While the counting of paper ballots is slow, all of the complexity is visible to everyone.  With an Internet voting system, you would be greatly increasing the complexity and all of the associated possibilities for very complex systems to fail, but hiding all of that increased complexity from voters.  This simply distances the voting system even further from citizens.  To quote the 2013 Parliamentary inquiry: “It is important that in embracing technology, the secret ballot is not undermined, voter behaviour is not negatively impacted, and confidence in the electoral process and electoral outcomes is not damaged. At a time of debate about community disengagement with political processes, it would be greatly concerning if the method of voting—the one act of participatory democracy that all Australian citizens will definitely engage in—was to further disengage the community from these processes.” [1]

That is not to mention the risk of the election being hacked, including by other nation states.  This is a reality already - China was blamed for a massive hack on a Bureau of Meterology computer [2] resulting in the government spending an additional $230 million on cybersecurity [3] .

This leads to the last point, about claimed cost savings.  The current paper-based system can be used again and again, year after year, with at most minor modifications.  That is not at all the case for any kind of universal electronic voting system.  Technology and cyberattacks are constantly changing, which means that any electronic voting system is obsolete the day that it launches.  Such a system would have to be continuously and expensively updated for every election, to reflect technology changes and to defend against new types of attacks.  That kind of continuous expenditure on information technology is great for the Information Industry, but terrible for government budgets.

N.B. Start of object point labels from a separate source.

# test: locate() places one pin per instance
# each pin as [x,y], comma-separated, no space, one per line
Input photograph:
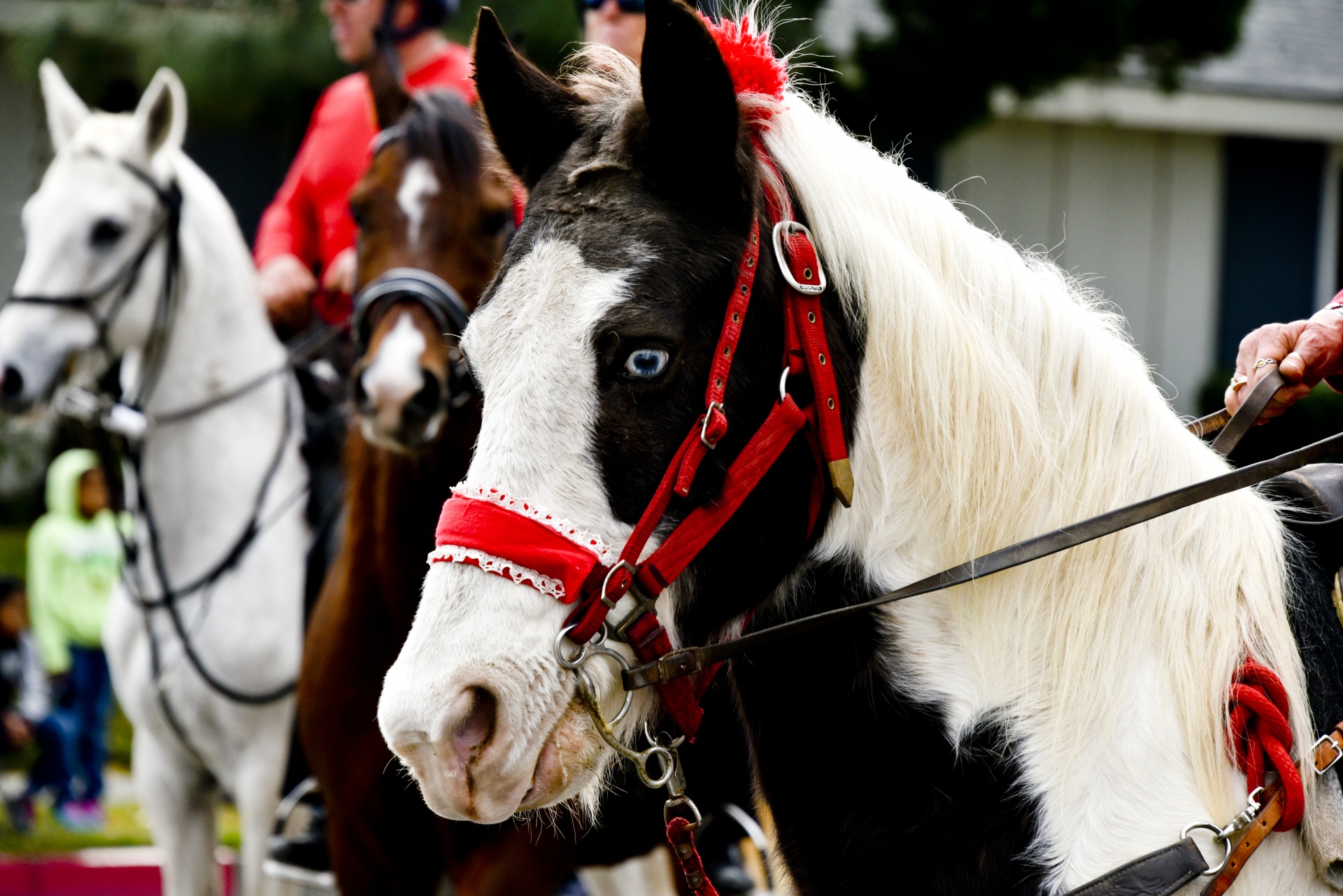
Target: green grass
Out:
[14,541]
[125,828]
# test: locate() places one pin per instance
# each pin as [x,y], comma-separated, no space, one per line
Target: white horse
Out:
[93,276]
[1023,734]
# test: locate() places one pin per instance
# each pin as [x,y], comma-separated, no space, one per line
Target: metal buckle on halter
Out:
[606,582]
[1224,834]
[704,427]
[1338,753]
[642,604]
[797,227]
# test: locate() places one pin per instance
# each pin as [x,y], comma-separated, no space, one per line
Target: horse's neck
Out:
[210,468]
[392,507]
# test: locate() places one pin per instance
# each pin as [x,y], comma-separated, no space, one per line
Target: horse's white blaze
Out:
[420,185]
[1108,665]
[395,372]
[531,347]
[201,476]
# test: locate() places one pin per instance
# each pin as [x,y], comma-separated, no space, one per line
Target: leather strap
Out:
[693,660]
[1251,840]
[1248,413]
[1328,750]
[1157,874]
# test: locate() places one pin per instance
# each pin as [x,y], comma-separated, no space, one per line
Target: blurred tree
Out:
[248,65]
[924,70]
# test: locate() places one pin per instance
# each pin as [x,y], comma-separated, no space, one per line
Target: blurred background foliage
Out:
[919,70]
[924,70]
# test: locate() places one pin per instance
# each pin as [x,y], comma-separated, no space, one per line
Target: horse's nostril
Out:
[362,394]
[13,383]
[426,402]
[476,730]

[1] http://www.aph.gov.au/Parliamentary_Business/Committees/Joint/Electoral_Matters/2013_General_Election/Second_Interim_Report/Chapter_4#comment section 4.80
[2] http://www.abc.net.au/news/2015-12-02/china-blamed-for-cyber-attack-on-bureau-of-meteorology/6993278
[3] http://phys.org/news/2016-04-australia-hack-boosts-cyber.html

ENDCOMMENT

With the slow paper-based count, there has been a flood of articles about Australian e-voting.  Unfortunately I'm not able to respond to them all, but the above comment applies generally.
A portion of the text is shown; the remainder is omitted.